PERF: Remove memoization from minute bar position.

Instead of using the `remember_last` memoization on all calls to
`_find_position_of_minute`, add an instance local cache which is only
used by the `get_value` call. The `get_value` call is very hot, so any
extra overhead (e.g. creating the WeakArgs on every invocation) becomes
costly. The current usage `get_value` also has the property that it is
called with monotonically increasing, but with a high repeat count on
each value. (A further improvement could making a `get_value` which
supports being used by many sids, for use by the update portfolio
positions.)

The caching is not done at the `_find_position_of_minute_level` because
`unadjusted_window` always uses two positions on the tape (start and end
of range) which would cause the entries and removal into the cache which
would be invalidated both between the calls of start and end, and next
call of the function.
This commit is contained in:
Eddie Hebert
2016-04-13 23:20:41 -04:00
parent 0a3c9c8448
commit e78f4f0729
+11 -3
View File
@@ -30,7 +30,7 @@ from zipline.data._minute_bar_internal import (
find_last_traded_position_internal
)
from zipline.utils.memoize import remember_last, lazyval
from zipline.utils.memoize import lazyval
US_EQUITIES_MINUTES_PER_DAY = 390
@@ -618,6 +618,9 @@ class BcolzMinuteBarReader(object):
'volume': {},
}
self._last_get_value_dt_position = None
self._last_get_value_dt_value = None
def _get_metadata(self):
return BcolzMinuteBarMetadata.read(self._rootdir)

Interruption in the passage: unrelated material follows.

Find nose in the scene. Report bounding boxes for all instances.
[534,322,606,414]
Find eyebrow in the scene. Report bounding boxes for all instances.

@@ -747,7 +750,13 @@ class BcolzMinuteBarReader(object):
Returns the integer value of the volume.
(A volume of 0 signifies no trades for the given dt.)
"""
minute_pos = self._find_position_of_minute(dt)
if self._last_get_value_dt_value == dt.value:
minute_pos = self._last_get_value_dt_position
else:
minute_pos = self._find_position_of_minute(dt)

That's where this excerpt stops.